The Marwari Horse is a breed that is native to the Marwari region of India and it is known for its upturned ears and its hardiness. It is descended from native ponies in India and it comes in almost every colour. This horse was originally used for war as a cavalry horse and later was used for hauling and light draft work.
This is a rare breed and it is difficult to get due to strict guidelines on exportation. However, since the early 2000s this breed has become available in small quantities. One of the most distinctive qualities of the horse is the unique lyre-shaped ears, which curve inwards towards each other and meet at the tips. They can be turned 180 degrees and they provide the horse with sharp hearing.
Marwari horses are hardy, tough, brave and beautiful. They adapt well to dressage because they are naturally competitive. Also, their hardy nature is ideal for endurance riding. These horses represent a long and rich tradition in India and their elegance is unmistakable.
The ancestors of the Marwari were brought to India by Muslim and Central-Asia invaders. The home of the Marwari is the desert kingdom of Marwar and from there the horse spread through the whole of Rajasthan. The name of the horse actually means “from the land of death.”
The fortunes of the Marwari horses began to change with the ascendancy of the British in India. The British Officers found the Marwari too hot tempered and not big enough, so they used Australian Whalers. When the Maharajas passed under British supremacy and lost their ability to keep an army, they started to copy the British ways and used Australian mounts instead of Marwari horses. This was a breakdown of tradition and the former kings of India were leaving behind a bit of their heritage.
Because the Marwari horse was a symbol of feudalism, many of the horses were killed or castrated and for decades the breed was neglected. The government of India had originally placed a ban on the export of indigenous types of horse breeds in 1952. This ban was lifted partially in 1999 and the first Marwari horse was imported into the USA in 2000. 21 horses were exported in the next 7 years, until the licenses were stopped in 2006 because the Indian government was worried that the native breeding populations were threatened. In 2006 a Marwari stallion was given to the Living Museum of the Horse in France. In the year 2008 the government of India began to grant licences for temporary exports of up to a year so that the horses could be exhibited in other countries.
The Marwari was eventually saved by its own people and the former noble families started to salvage a few animals for their own breeding programs. Many tourists horseback riding experiences have helped to revive the Marwari horse and Rajput culture as a whole. Now there are many breeders for this beautiful type of horse in Rajasthan and the Marwari population is growing – so that this gorgeous breed can be appreciated.
This horse has been bred to withstand the harsh climate of the desert in Rajasthan. This means that the Marwai is an animal with excellent stamina that can thrive on very little water and food. It is highly trained in the art of war and it is known for its fearlessness on a battlefield. The Marwari horse was able to stand up on its hind legs so that the rider would be able to kill an enemy who is riding on top of an elephant.
It is a very beautiful horse with an unbreakable spirit and a strong loyalty. Because it was bred for battle and the horse and the warrior riding it had to become one, the Marwari horse is said to have the ability to act on the thoughts of the rider.
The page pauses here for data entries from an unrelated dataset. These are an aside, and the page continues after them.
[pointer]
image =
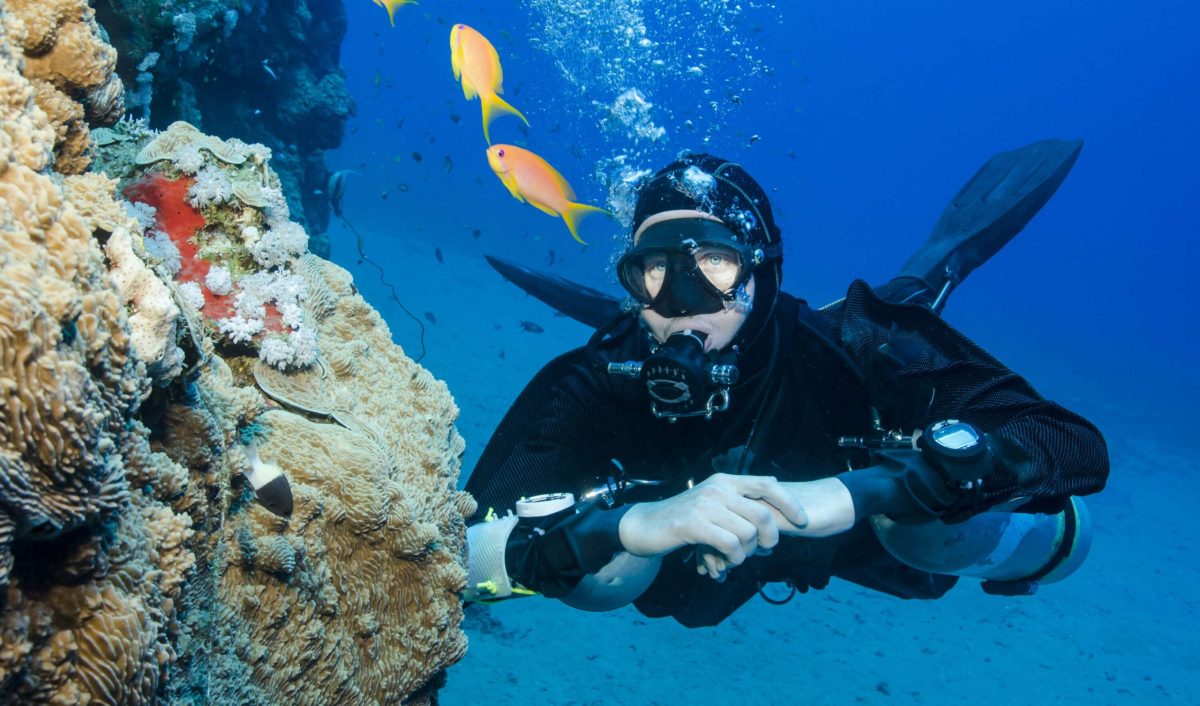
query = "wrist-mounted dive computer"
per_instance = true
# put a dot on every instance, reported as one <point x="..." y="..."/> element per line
<point x="959" y="450"/>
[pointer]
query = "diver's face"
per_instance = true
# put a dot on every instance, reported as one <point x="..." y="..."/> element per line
<point x="720" y="327"/>
<point x="720" y="267"/>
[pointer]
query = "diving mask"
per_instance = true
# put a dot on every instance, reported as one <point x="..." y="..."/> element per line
<point x="688" y="267"/>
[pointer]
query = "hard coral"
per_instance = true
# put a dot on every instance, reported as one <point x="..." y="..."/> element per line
<point x="175" y="216"/>
<point x="84" y="612"/>
<point x="69" y="61"/>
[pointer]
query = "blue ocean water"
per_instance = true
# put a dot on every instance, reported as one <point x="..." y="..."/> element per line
<point x="862" y="120"/>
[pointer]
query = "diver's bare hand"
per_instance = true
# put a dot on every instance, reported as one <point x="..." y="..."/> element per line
<point x="723" y="513"/>
<point x="825" y="506"/>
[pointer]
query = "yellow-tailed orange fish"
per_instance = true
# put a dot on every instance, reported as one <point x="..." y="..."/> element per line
<point x="391" y="5"/>
<point x="477" y="64"/>
<point x="531" y="178"/>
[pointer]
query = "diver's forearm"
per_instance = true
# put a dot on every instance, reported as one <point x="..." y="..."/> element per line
<point x="619" y="582"/>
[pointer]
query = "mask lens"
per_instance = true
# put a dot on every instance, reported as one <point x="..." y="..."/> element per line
<point x="720" y="265"/>
<point x="688" y="265"/>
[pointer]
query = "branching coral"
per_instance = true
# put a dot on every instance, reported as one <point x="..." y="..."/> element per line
<point x="85" y="611"/>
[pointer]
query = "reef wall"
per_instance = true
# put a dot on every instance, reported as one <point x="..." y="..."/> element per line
<point x="167" y="346"/>
<point x="261" y="71"/>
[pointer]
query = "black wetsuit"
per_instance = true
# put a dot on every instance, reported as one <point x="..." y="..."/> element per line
<point x="810" y="378"/>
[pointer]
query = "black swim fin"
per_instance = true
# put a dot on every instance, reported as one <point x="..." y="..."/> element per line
<point x="988" y="211"/>
<point x="583" y="304"/>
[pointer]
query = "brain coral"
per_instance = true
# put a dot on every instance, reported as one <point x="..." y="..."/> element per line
<point x="354" y="599"/>
<point x="136" y="566"/>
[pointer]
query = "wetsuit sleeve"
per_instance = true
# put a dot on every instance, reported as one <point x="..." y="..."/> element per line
<point x="559" y="436"/>
<point x="923" y="370"/>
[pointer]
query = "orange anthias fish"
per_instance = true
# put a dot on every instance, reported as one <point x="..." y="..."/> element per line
<point x="391" y="5"/>
<point x="531" y="178"/>
<point x="477" y="64"/>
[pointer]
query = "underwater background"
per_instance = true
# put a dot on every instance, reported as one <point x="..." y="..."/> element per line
<point x="862" y="120"/>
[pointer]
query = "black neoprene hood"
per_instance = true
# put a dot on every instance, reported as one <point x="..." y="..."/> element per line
<point x="725" y="190"/>
<point x="715" y="186"/>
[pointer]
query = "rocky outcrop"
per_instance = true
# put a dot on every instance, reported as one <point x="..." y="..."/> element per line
<point x="137" y="563"/>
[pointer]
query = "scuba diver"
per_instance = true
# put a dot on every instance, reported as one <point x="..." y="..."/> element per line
<point x="717" y="435"/>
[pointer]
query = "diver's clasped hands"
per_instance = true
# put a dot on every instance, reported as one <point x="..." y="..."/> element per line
<point x="731" y="518"/>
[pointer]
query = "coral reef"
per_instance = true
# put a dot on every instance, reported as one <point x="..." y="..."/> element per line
<point x="261" y="72"/>
<point x="72" y="69"/>
<point x="136" y="563"/>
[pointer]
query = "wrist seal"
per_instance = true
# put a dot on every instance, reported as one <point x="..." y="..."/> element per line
<point x="551" y="554"/>
<point x="941" y="477"/>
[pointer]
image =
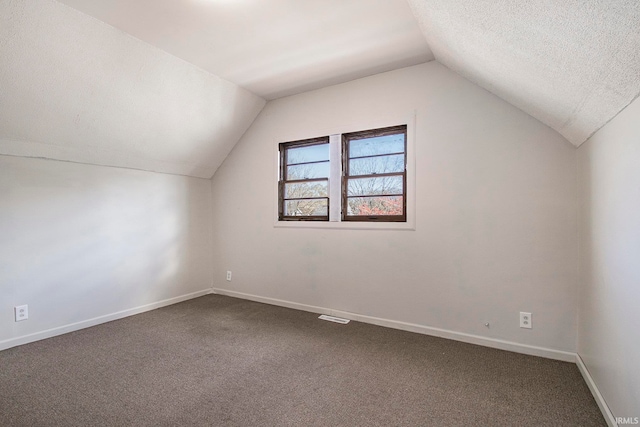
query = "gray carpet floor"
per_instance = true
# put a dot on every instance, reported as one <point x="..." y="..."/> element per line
<point x="221" y="361"/>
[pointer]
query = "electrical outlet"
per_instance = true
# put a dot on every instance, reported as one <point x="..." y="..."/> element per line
<point x="22" y="312"/>
<point x="525" y="320"/>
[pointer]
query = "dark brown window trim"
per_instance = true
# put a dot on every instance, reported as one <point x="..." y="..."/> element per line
<point x="354" y="136"/>
<point x="283" y="148"/>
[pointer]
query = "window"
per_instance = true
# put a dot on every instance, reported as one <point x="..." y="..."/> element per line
<point x="304" y="180"/>
<point x="374" y="175"/>
<point x="357" y="177"/>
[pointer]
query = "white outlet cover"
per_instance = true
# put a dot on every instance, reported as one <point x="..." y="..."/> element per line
<point x="526" y="320"/>
<point x="21" y="312"/>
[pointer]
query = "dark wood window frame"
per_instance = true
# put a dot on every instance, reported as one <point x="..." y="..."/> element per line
<point x="283" y="148"/>
<point x="354" y="136"/>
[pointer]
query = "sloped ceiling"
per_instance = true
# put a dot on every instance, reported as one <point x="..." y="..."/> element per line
<point x="573" y="65"/>
<point x="171" y="86"/>
<point x="76" y="89"/>
<point x="274" y="48"/>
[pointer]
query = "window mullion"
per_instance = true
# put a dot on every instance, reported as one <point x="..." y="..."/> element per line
<point x="335" y="177"/>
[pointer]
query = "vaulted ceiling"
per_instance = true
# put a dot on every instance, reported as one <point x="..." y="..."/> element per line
<point x="171" y="86"/>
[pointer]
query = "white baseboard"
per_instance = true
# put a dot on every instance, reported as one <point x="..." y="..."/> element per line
<point x="412" y="327"/>
<point x="602" y="404"/>
<point x="37" y="336"/>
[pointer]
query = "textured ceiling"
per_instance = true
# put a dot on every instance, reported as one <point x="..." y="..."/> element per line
<point x="274" y="48"/>
<point x="571" y="64"/>
<point x="171" y="86"/>
<point x="76" y="89"/>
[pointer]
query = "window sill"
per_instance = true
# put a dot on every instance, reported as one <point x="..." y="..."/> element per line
<point x="346" y="225"/>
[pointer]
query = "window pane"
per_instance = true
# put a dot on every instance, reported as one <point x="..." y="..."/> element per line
<point x="378" y="145"/>
<point x="300" y="190"/>
<point x="379" y="205"/>
<point x="311" y="153"/>
<point x="309" y="170"/>
<point x="375" y="186"/>
<point x="318" y="207"/>
<point x="381" y="164"/>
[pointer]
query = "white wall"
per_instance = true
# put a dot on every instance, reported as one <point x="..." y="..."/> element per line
<point x="79" y="241"/>
<point x="496" y="222"/>
<point x="609" y="314"/>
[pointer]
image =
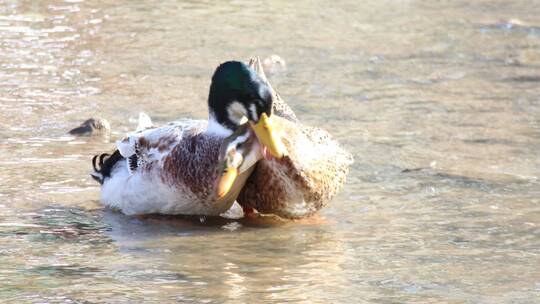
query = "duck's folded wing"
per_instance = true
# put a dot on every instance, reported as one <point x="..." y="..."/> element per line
<point x="148" y="147"/>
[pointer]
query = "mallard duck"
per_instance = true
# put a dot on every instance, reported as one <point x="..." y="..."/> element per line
<point x="190" y="166"/>
<point x="311" y="172"/>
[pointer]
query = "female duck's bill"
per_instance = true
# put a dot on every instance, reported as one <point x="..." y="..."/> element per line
<point x="238" y="151"/>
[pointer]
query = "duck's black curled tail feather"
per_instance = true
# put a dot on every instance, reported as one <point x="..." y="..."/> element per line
<point x="103" y="165"/>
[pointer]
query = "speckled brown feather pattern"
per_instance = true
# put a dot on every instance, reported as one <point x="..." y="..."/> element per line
<point x="299" y="184"/>
<point x="193" y="164"/>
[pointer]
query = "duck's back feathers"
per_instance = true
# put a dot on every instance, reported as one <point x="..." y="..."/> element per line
<point x="168" y="170"/>
<point x="302" y="182"/>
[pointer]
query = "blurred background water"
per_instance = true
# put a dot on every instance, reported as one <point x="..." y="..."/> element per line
<point x="439" y="101"/>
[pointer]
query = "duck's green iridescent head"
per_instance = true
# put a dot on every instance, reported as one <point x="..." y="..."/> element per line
<point x="237" y="92"/>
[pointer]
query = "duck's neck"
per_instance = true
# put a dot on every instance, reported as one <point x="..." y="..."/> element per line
<point x="214" y="127"/>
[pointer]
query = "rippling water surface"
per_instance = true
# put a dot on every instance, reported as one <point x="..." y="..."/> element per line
<point x="439" y="101"/>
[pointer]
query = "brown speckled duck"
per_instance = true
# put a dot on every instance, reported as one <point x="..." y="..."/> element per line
<point x="311" y="173"/>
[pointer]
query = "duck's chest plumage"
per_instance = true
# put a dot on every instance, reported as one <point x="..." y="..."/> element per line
<point x="168" y="170"/>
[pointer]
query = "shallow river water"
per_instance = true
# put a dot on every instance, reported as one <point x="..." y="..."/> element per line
<point x="439" y="102"/>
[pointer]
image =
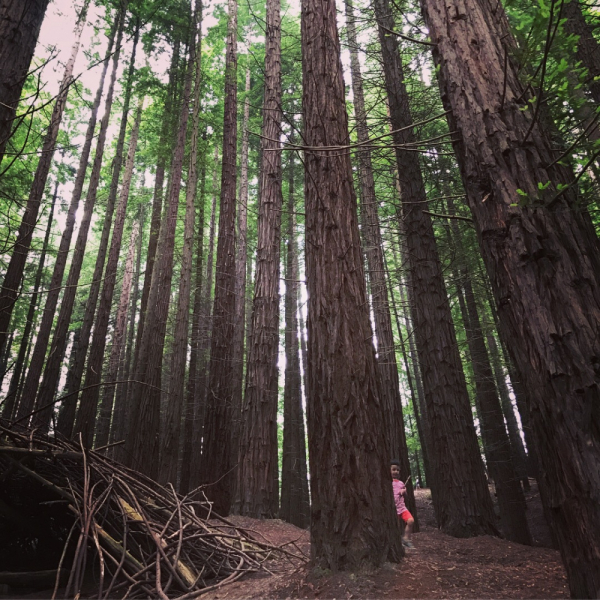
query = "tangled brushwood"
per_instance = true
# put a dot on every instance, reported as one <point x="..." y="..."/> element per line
<point x="95" y="527"/>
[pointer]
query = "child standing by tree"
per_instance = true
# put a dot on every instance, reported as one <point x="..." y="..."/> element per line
<point x="403" y="513"/>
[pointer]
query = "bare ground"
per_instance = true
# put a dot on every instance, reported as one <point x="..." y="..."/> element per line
<point x="439" y="567"/>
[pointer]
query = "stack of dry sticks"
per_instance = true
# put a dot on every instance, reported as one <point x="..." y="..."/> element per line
<point x="144" y="540"/>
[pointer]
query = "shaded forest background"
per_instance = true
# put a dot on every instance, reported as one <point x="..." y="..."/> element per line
<point x="265" y="248"/>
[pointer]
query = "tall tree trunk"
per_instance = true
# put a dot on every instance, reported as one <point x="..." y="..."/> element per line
<point x="157" y="205"/>
<point x="117" y="430"/>
<point x="108" y="393"/>
<point x="461" y="497"/>
<point x="51" y="372"/>
<point x="196" y="466"/>
<point x="86" y="417"/>
<point x="498" y="451"/>
<point x="67" y="417"/>
<point x="258" y="471"/>
<point x="20" y="24"/>
<point x="170" y="442"/>
<point x="11" y="396"/>
<point x="216" y="457"/>
<point x="192" y="413"/>
<point x="46" y="326"/>
<point x="349" y="456"/>
<point x="241" y="258"/>
<point x="543" y="263"/>
<point x="386" y="351"/>
<point x="14" y="272"/>
<point x="143" y="436"/>
<point x="413" y="384"/>
<point x="516" y="443"/>
<point x="295" y="506"/>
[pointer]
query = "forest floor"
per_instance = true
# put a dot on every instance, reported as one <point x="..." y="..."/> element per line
<point x="439" y="567"/>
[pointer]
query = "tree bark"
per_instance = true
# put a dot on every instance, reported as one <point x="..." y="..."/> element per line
<point x="386" y="350"/>
<point x="542" y="258"/>
<point x="20" y="24"/>
<point x="67" y="417"/>
<point x="170" y="441"/>
<point x="14" y="272"/>
<point x="32" y="380"/>
<point x="241" y="258"/>
<point x="117" y="430"/>
<point x="216" y="458"/>
<point x="258" y="474"/>
<point x="193" y="409"/>
<point x="86" y="417"/>
<point x="464" y="508"/>
<point x="295" y="505"/>
<point x="11" y="396"/>
<point x="143" y="436"/>
<point x="349" y="456"/>
<point x="108" y="393"/>
<point x="47" y="388"/>
<point x="204" y="338"/>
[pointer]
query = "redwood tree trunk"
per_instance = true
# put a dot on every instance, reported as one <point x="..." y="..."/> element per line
<point x="9" y="402"/>
<point x="143" y="436"/>
<point x="14" y="272"/>
<point x="49" y="382"/>
<point x="170" y="440"/>
<point x="461" y="497"/>
<point x="295" y="506"/>
<point x="103" y="421"/>
<point x="67" y="416"/>
<point x="20" y="24"/>
<point x="196" y="466"/>
<point x="543" y="262"/>
<point x="349" y="456"/>
<point x="386" y="349"/>
<point x="258" y="470"/>
<point x="46" y="327"/>
<point x="86" y="417"/>
<point x="241" y="258"/>
<point x="216" y="458"/>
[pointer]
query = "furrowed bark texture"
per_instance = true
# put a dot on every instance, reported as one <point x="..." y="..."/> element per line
<point x="192" y="413"/>
<point x="170" y="440"/>
<point x="45" y="330"/>
<point x="463" y="505"/>
<point x="241" y="258"/>
<point x="196" y="466"/>
<point x="143" y="441"/>
<point x="86" y="417"/>
<point x="103" y="421"/>
<point x="349" y="456"/>
<point x="216" y="456"/>
<point x="295" y="505"/>
<point x="61" y="331"/>
<point x="20" y="24"/>
<point x="258" y="481"/>
<point x="67" y="419"/>
<point x="11" y="396"/>
<point x="386" y="350"/>
<point x="543" y="263"/>
<point x="14" y="272"/>
<point x="511" y="501"/>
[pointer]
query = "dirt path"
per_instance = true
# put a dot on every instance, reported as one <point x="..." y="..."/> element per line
<point x="439" y="567"/>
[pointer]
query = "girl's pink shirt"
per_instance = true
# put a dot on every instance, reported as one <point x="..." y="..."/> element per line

It is a very intuitive horse to ride that will be responsive to your commands.
This is a multi-talented horse that is capable of performing a number of tasks very well. The common tasks it performs are general riding, endurance riding, mounted athletics, jumping and much more. Because it has such a diverse range of abilities, this type of horse is ideal for the needs of many different types of horse owners. These horses are also used in safari and trail riding, as it is native to Rajasthan and is suited to long rides in the dry and hot region.
Because this horse is a hot-blooded equine, it is more spirited and unruly than other cold-blooded or warm-blooded breeds. This means that they will be energetic, high strung and sometimes difficult to control. They are only suitable for owners with a lot of experience, but if you know how to handle them and perform the right training they will be excellent partners.
Sometimes the Marwaris are crossed with thoroughbreds in order to produce a larger horse that is more versatile. Also, Marwari are sometimes used to play polo – in some situations they play against Thoroughbreds.
Within the Marwari breed there is a special strain that is known as the Natchni. This horse is believed by the people of Rajasthan to have a natural inclination to dancing, so it is decorated in jewels, silver charms and bells and it is trained to perform leaping and prancing movements at ceremonies such as weddings and festivals. The Natchni strain is extinct today, but horses that are trained to dance are still prized in rural India.
This horse is generally a healthy breed and there are no specific issues for the animal’s health. It is important to make sure that the horse maintains a healthy and active lifestyle and is subject to regular veterinary check-ups.
The Marwari is a horse that is used to a hot environment, so if they are kept in a cold weather climate they will need some time to acclimate.